Hey guys, for some reason you all have fixed my truck for me like 4/5 times when I’ve asked, so I’ll shoot again.
Symptoms:
Rough Idle
Stalling when idle
SHIT gas mileage, <10mpg
Jumpy acceleration
Very occasional rich fuel smell
All these symptoms are inconsistent, but getting worse
09 Dodge Dakota 4.7L V8
130,000 miles
My thought is the EGR valve, all symptoms point to it from what I’ve researched, and it looks to be the cheapest option to start with anyways.
I’ve changed 2 02 sensors already, and installed a short ram intake which both seemed to put a bandaid on it, but it’s getting worse.
I live in NC, Carolina Squat baby (holy fuck I’m kidding)
It threw a cat code and an 02 code a while back, both went away after I changed my 02 sensors.
Check engine light is off
The symptoms are consistent(ish)
They stick around for a month or two, definitely stronger during seasonal changes, seem to get better when the weather has been consistent for a while.
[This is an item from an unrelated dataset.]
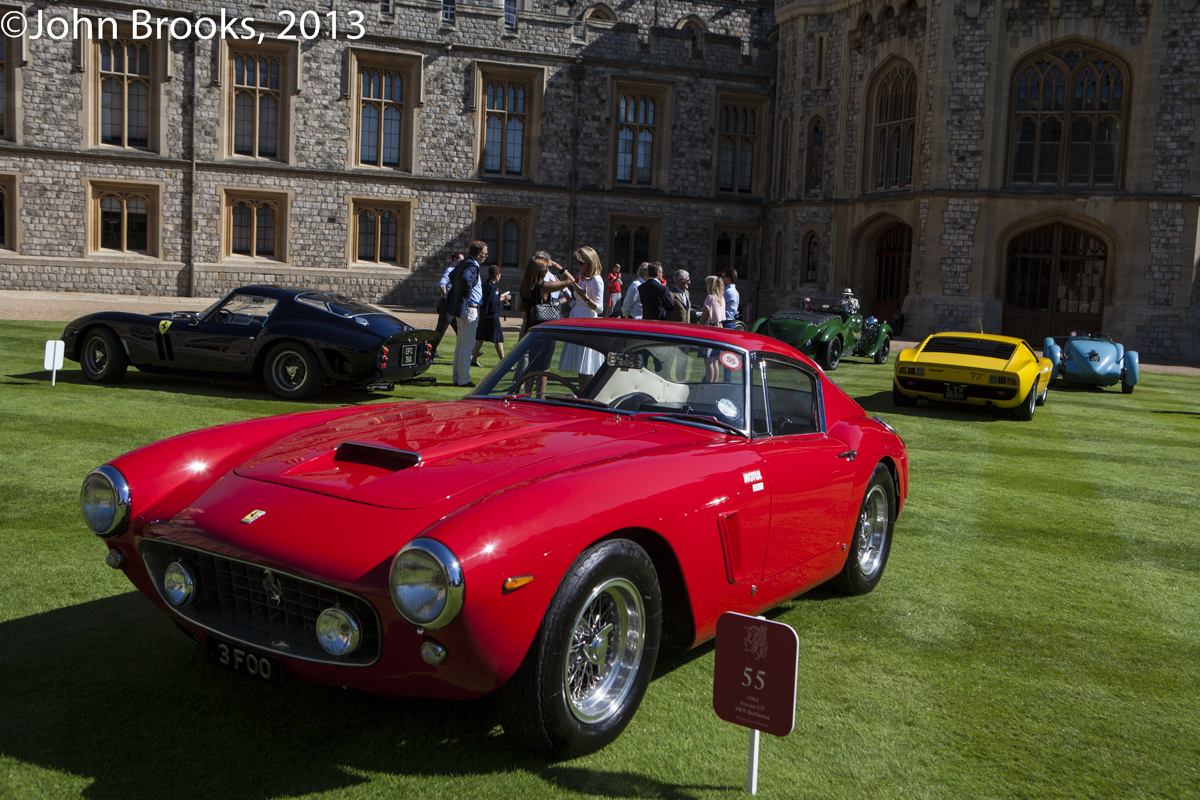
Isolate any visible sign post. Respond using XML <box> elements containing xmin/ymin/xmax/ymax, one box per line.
<box><xmin>713</xmin><ymin>612</ymin><xmax>800</xmax><ymax>794</ymax></box>
<box><xmin>46</xmin><ymin>339</ymin><xmax>67</xmax><ymax>386</ymax></box>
I dont know if this sounds crazy, but it’s what I’ve noticed
Couldn’t tell you about the plugs, I’m mechanically autistic. I’ll look when I get out of work
Those dodge things use champion plugs that IMO are junk and struggle to go past 60k miles. Your symptoms could very well be a misfire issue from way over due plug changes. Could also be the egr.
If that was the case it would throw a CEL, assuming he is correct and there is no light/codes, I’d say this is on down the list of parts darts. Unless he has access to some diagnostic software lol
I am with wanna_be on it likely being due to ignition. I would first check to see if the boots are on the plugs snuggly. One being loose will cause all of the symptoms you listed. I would also check spark, as coil / coil packs can be intermittent and a bit dependent on conditions. I have replaced coil packs before, and all of your symptoms were present (with an extreme lack of power, but my coils were only firing on 2/4 cylinders).
Go the route of diagnosis. Throwing parts at it is the expensive way, and it often ends up being more work.
Every obd2 computer has a misfire counter built into the cars computer. That exact number I’m not sure, key cycles also plays a role so lots of short trips sometimes won’t throw a code or it may show up as pending.
Crank and cam sensors will generally store codes for various things depending on the fault. If it’s a short/open/voltage issue or if it’s a correlation issue.
It’s always possible to have pending codes and no light, that’s why I asked if he had it scanned. Usually crank/cam sensors will always store something as it’s using that live data continuously, where as miss fires are just being monitored for if that makes sense.
There are many possibilities as to what’s causing it. Just throwing out things that are simple and common.
I think OBD2 became standard after (2001) the build date of OPs car (1999, but perhaps some cars had it before 2001?). He should have OBD1, but I don’t have any experience with that, and can’t speak to what codes he would have. A reoccuring misfire should throw codes.
As to the misfire it depends on how long he’s driving it and how bad the misfire is. Once again, just throwing East stuff out first. 130k miles on a dodge should be Atleast 3 “tune ups” in. There’s obviously a ton more that could cause those symptoms, but just going with the basics as I’m not there lol
Yep, you are right on OBD2. I also thought perhaps clogged cat.
One could check that by doing a temp scan after driving a while I think. You can get the infrared meters for cheap now. If it is the cat, I would go straight pipe if I was living in a non emissions testing state (due to the age and value of the truck).